XHAC-FM
- Campeche, Campeche, Mexico; Mexico;
- Frequency: 102.7 MHz
- Branding: La Ke Buena

Programming
- Format: Grupera
- Affiliations: Radiópolis

Ownership
- Owner: Núcleo Comunicación del Sureste; (Radiorama del Sureste, S.A.);
- Sister stations: XHMI-FM, XHRAC-FM

History
- First air date: August 7, 1939
- Call sign meaning: Derived from former AM callsign XEA + Campeche

Technical information
- ERP: 25,000 watts (FM)
- HAAT: 26.38 meters
- Transmitter coordinates: 19°50′30″N 90°32′06″W﻿ / ﻿19.84167°N 90.53500°W

Links
- Webcast: Listen live
- Website: ncscampeche.com/radiochannel/ke-buena/

= XHAC-FM (Campeche) =

Radio station in Campeche, Campeche, Mexico

XHAC-FM is a radio station on 102.7 FM in Campeche, Campeche, Mexico. The station is owned by Núcleo Comunicación del Sureste and carries La Ke Buena national grupera format from Radiópolis.

==History==
XEA-AM was Campeche's first radio station and the only station in the state for 18 years. Its roots lay in an unlicensed station that operated for a time in 1938 but was shut down a month later because it lacked a concession. Given the public interest that the new station had excited, Luis A. Maury applied for a concession, and on August 7, 1939, XEA-AM on 1370 kilohertz took to the air with the final annual address of Governor Eduardo Mena Córdova. Its formal concession was issued eight days later. XEA initially operated three hours a day, in the evening, and as electricity was scarce in Campeche, few residents had radios. It was commonly known as "El Eco de las Murallas".

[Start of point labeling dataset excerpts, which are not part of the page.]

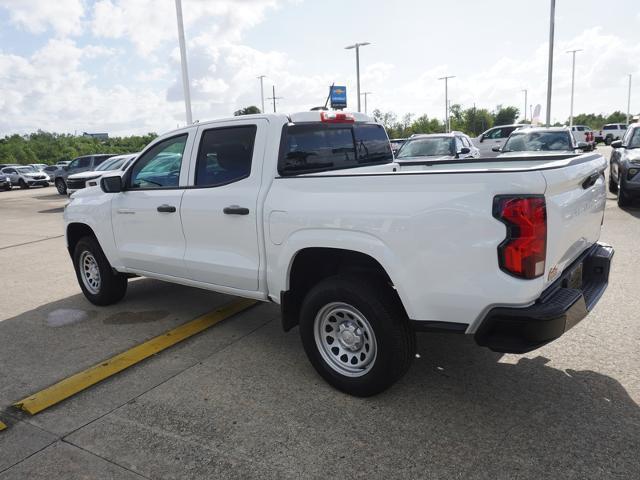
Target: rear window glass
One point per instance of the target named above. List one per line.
(319, 147)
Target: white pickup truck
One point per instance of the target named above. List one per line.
(311, 212)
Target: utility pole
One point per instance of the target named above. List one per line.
(183, 62)
(274, 98)
(629, 100)
(446, 101)
(357, 47)
(261, 78)
(552, 17)
(573, 79)
(365, 94)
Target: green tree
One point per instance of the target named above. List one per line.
(246, 111)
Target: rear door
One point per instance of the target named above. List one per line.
(220, 212)
(146, 215)
(575, 198)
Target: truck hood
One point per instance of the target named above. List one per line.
(85, 175)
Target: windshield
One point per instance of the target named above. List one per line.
(427, 147)
(538, 142)
(111, 164)
(634, 141)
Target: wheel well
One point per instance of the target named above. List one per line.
(311, 265)
(75, 231)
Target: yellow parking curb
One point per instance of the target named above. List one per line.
(80, 381)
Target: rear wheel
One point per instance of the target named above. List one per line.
(356, 334)
(98, 281)
(61, 186)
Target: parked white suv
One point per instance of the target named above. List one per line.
(494, 137)
(311, 211)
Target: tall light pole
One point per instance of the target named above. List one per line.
(552, 20)
(357, 47)
(183, 62)
(629, 99)
(261, 78)
(446, 100)
(573, 79)
(274, 98)
(365, 95)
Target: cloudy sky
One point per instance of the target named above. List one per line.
(114, 66)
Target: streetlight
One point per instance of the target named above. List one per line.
(365, 95)
(261, 78)
(629, 99)
(446, 100)
(183, 62)
(357, 47)
(573, 78)
(552, 16)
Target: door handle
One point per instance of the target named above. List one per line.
(235, 210)
(166, 208)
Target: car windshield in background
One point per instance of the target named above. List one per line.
(427, 147)
(313, 148)
(538, 142)
(634, 141)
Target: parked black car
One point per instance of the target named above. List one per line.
(624, 174)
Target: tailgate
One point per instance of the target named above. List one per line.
(575, 198)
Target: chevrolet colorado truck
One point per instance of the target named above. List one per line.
(310, 211)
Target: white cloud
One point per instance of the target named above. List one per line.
(36, 16)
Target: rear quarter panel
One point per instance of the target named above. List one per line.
(433, 233)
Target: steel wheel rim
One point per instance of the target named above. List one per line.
(345, 339)
(90, 272)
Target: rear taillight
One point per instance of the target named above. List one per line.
(337, 117)
(523, 252)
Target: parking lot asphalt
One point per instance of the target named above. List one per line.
(240, 400)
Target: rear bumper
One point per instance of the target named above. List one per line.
(561, 306)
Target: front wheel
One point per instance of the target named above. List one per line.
(98, 281)
(356, 334)
(61, 186)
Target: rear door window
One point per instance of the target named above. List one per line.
(310, 148)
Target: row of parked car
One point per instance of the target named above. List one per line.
(67, 176)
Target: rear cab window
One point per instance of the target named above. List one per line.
(318, 147)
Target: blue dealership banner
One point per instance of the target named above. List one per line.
(338, 96)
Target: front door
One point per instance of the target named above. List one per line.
(220, 212)
(146, 215)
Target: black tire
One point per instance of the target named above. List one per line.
(613, 186)
(624, 200)
(61, 186)
(395, 342)
(112, 285)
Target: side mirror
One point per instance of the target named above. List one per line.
(111, 184)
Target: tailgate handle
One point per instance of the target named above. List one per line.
(591, 180)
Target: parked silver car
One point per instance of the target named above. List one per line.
(78, 181)
(26, 176)
(436, 146)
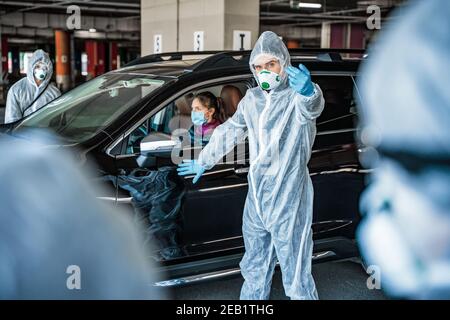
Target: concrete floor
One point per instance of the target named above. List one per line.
(344, 280)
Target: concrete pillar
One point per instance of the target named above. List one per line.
(191, 25)
(101, 54)
(113, 52)
(343, 35)
(62, 50)
(4, 58)
(91, 51)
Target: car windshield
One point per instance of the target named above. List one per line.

Alejandro Casanova Brito, known as "Lexo", joined the station as an early announcer. By 1942, Maury wanted out of the radio business and sold the station to Casanova, who obtained financing for the acquisition from Governor Héctor Pérez Martínez. Casanova repaid the governor with airtime, leading to the creation of La Hora Estatal, a government radio program similar to the modern opt-outs of La Hora Nacional. Sponsored programming arrived on the station, as did a restructuring of the broadcast day. Newscasts like "Vida Social Arceo" and "Cuestión de Minuto", modest radio novels, live remotes from popular dances and political gatherings, and the transmission of Piratas de Campeche baseball games in the Peninsular League were staples of XEA. Additionally, the provision of round-the-clock electricity to Campeche beginning in 1950 increased the popularity of local radio. The station produced a variety of locally recognized announcers and hosts.

It would not be until 1957 that the station had competition, as Manuel Araujo Echeverría set up Campeche's second station on 1430 kHz, XEUK-AM. Six years later, the station was sold to the Rivas-Arceo Corcuera consortium of Yucatán broadcaster Rafael Rivas Franco and local Alberto Arceo Corcuera, who rebranded it XERAC-AM. Additionally, XECAM-AM was built in 1961 by Rafael Cutberto Navarro.

In the late 1960s, now with local competition, XEA moved to a musical format and took the name Radio Variedades, with a wide variety of music in Spanish.

In 1980, Arceo Corcuera bought XEA, making it sister station to XERAC as well as XHMI-FM, the first FM station in the state. He quickly built a media empire, which also featured stations of XETH-AM in Palizada, XEESC-AM in Escárcega and XESE-AM in Champotón and the Tribuna newspaper. This became known as Núcleo Comunicación del Sureste. With the sale, XEA changed its format to tropical music. In 1985, XEA along with the Palizada and Escárcega stations secured an affiliation to Radiorama.

In 2008, XEA picked up La Ke Buena national grupera format. The station migrated to 102.7 MHz FM in 2011 and changed its callsign to XHAC-FM, making it one of two unrelated stations to bear the callsign along with a station in Aguascalientes.